飛鳥時代の昔から現代に至るまで、液体調味料として不動の地位を誇る「醤油」。
醤油は、かつては味噌とともに各農家・家庭で作られていた。今は機械化によって短期間に大量生産される大手メーカーの醤油が大きなシェアを占めるが、伝統的な手作り・無添加の醤油も見直されている。そうした、昔ながらの醤油の普及の一翼を担っているのは、各地の比較的小規模な醤油醸造場だ。
「もろみ」ごと味わう醤油
京都府綾部市の今しぼりもその一つ。移住してきた9家族で運営される醤油醸造場で、化学的な添加物など一切加えず、2年もの期間をかけ醤油を作り上げる。醤油樽で熟成している「もろみ」(原料の大豆・小麦が発酵して柔らかくなったもの)を火入れせず、もろみの状態で食卓へ届けられるのが、同社の製品の特徴だ。
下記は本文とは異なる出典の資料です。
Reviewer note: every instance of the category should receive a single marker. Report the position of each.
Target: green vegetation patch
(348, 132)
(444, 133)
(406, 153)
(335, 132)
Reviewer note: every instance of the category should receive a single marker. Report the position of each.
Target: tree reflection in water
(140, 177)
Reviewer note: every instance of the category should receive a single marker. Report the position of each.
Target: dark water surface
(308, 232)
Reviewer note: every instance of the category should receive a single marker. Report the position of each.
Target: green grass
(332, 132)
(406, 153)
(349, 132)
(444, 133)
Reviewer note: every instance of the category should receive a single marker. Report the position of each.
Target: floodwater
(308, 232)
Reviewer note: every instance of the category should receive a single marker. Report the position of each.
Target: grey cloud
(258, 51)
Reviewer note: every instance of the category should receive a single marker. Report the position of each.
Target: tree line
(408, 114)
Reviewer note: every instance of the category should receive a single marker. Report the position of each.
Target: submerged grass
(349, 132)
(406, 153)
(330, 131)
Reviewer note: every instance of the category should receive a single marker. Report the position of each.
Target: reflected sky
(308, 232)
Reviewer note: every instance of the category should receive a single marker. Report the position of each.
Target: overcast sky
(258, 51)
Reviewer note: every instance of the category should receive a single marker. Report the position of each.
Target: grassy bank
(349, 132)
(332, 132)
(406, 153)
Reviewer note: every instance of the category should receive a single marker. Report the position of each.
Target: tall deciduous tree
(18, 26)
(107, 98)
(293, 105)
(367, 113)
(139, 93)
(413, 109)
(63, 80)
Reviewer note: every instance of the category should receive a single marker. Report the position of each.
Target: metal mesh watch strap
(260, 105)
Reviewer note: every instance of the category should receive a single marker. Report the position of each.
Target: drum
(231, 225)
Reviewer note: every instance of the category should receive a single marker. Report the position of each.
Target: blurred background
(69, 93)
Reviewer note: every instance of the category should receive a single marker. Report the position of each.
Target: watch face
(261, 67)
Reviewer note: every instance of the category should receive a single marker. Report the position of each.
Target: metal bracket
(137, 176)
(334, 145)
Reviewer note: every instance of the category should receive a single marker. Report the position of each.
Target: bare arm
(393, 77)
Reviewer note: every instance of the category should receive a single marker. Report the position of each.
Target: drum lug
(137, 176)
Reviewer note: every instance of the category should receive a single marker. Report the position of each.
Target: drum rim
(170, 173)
看板製品の「今しぼり醤油」(下写真)は、香りは普段の醤油とあまり変わらないが、半固形となっている。
これは、もろみそのもの。この状態で調味料として使ってもよいし、布などで漉して液体にしてもよいという(漉した固形のもろみも食べられる)。また、同社では、特製の卓上醤油しぼり器も出している。
今しぼり社が、「自分で仕込んだ、できたての醤油を食べるよろこび」を、大量生産された醤油しか知らない現代人に味わってもらおうとできたのが、今回紹介する「育てる醤油」だ。
「育てる醤油」は、いわば醤油を自分で作るキット。袋入りの醤油麹、円筒形のガラスビン、木の蓋からなるシンプルな構成となっている。肝となる「醤油麹」は、昔から各地で伝承されてきた古式醸造法と同じ製法でできあがったもの。茹でた大豆と炒った小麦に麹菌をまぶし、温度・湿度を管理しながら3日かけ、麹菌をまんべんなく繁殖させる。その後で塩を115g混ぜ、ビニール袋に入れてできあがる。この醤油麹が、醤油の「種」の働きをする。